Em suas razões recursais (ID 21561044), o autor, ora recorrente pugna, em suma, pela reforma parcial do julgado, a fim de que a instituição financeira demandada seja condenada em indenização pelos danos morais no valor de R$ 10.000,00 (dez mil reais).
Intimado, o apelado apresenta contrarrazões (ID.21561049) requerendo a manutenção do decisum.
Diante da recomendação do Ofício Circular 174/2021 – OJOI/TJPI/PRESIDENCIA/GABJAPRE/GABJAPRES2, deixei de remeter os autos ao Ministério Público, por não vislumbrar interesse público que justifique sua atuação.
É o relatório.
Determino a inclusão do feito em pauta virtual.
VOTO
I – ADMISSIBILIDADE DO RECURSO
Ao analisar os pressupostos objetivos, verifica-se que o recurso interposto é cabível, adequado e tempestivo. Além disso, não se verifica a existência de fato impeditivo de recurso e não ocorreu nenhuma das hipóteses de extinção anômala da via recursal (deserção, desistência e renúncia). Ausente o pagamento de preparo, em virtude da parte Autora ser beneficiária da justiça gratuita. Ademais, não há como negar o atendimento dos pressupostos subjetivos, pois a parte Autora é legítima e possui interesse recursal.

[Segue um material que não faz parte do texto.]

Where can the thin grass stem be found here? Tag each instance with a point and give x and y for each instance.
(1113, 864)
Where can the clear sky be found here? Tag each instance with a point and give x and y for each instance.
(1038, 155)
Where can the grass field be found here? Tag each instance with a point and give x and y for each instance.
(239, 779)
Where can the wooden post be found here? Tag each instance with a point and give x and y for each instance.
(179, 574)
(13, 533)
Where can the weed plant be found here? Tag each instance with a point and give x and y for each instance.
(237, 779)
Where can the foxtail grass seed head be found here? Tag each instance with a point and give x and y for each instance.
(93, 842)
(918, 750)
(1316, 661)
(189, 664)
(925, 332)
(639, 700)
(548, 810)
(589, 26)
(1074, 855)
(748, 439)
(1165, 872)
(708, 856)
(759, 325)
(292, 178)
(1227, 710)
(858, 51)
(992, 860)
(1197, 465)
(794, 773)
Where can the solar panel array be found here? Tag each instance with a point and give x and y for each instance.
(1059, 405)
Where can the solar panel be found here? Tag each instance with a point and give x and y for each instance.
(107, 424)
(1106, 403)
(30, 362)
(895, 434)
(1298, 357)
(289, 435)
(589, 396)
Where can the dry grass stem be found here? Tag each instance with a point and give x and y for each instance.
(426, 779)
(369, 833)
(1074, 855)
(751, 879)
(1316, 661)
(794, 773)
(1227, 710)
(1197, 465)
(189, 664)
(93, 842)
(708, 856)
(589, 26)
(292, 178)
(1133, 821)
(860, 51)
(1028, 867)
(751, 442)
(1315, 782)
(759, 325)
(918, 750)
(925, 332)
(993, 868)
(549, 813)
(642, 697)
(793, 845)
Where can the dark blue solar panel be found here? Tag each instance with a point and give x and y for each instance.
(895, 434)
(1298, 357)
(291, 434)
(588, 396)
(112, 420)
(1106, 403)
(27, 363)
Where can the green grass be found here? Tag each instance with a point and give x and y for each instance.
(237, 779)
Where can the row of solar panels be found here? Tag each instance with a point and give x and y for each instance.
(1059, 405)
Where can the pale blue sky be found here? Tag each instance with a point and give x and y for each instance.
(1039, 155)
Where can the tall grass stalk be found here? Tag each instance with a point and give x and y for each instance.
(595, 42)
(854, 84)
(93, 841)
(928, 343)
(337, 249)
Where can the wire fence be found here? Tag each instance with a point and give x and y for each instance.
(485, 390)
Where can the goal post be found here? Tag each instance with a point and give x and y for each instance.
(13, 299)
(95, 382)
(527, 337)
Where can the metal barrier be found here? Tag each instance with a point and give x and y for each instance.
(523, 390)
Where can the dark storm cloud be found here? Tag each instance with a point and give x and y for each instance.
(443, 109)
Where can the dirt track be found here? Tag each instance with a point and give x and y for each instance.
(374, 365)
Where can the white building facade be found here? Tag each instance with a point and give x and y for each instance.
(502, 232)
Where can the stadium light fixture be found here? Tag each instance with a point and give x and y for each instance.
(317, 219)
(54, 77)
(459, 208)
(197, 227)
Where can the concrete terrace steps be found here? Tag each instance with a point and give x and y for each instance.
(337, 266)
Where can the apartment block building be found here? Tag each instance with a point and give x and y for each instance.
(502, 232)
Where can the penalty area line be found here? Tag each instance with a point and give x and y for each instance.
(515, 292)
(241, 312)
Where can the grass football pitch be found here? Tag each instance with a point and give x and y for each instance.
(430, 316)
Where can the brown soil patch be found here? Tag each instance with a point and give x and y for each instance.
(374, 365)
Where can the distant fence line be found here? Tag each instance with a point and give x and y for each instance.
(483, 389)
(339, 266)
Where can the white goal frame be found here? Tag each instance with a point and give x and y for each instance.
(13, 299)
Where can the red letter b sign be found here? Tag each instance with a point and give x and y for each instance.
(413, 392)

Desse modo, conheço do recurso interposto.
II – MÉRITO
Cinge-se a controvérsia acerca da suposta nulidade de contratação de seguro, no valor de R$ 128,90 (cento e vinte e oito reais e noventa centavos), descontado da conta da parte autora/apelante, sob a rubrica “Pagto Cobrança Bradesco Auto/Re Cia de Seguros”.
De início, não há dúvida de que, a lide, por envolver a discussão acerca de falha na prestação de serviços, é regida pela ótica do Código de Defesa do Consumidor, o que, inclusive, restou sumulado pelo Superior Tribunal de Justiça, conforme a redação: Súmula 297 – STJ: “O Código de Defesa do Consumidor é aplicável às instituições financeiras”.
Nesse contexto, reconheço a vulnerabilidade do consumidor, o que, por conseguinte, torna desnecessária a comprovação da culpa da instituição financeira, porquanto cabível a inversão do ônus probatório, como forma de defesa dos direitos do consumidor, por força do disposto no artigo 6°, VIII do CDC.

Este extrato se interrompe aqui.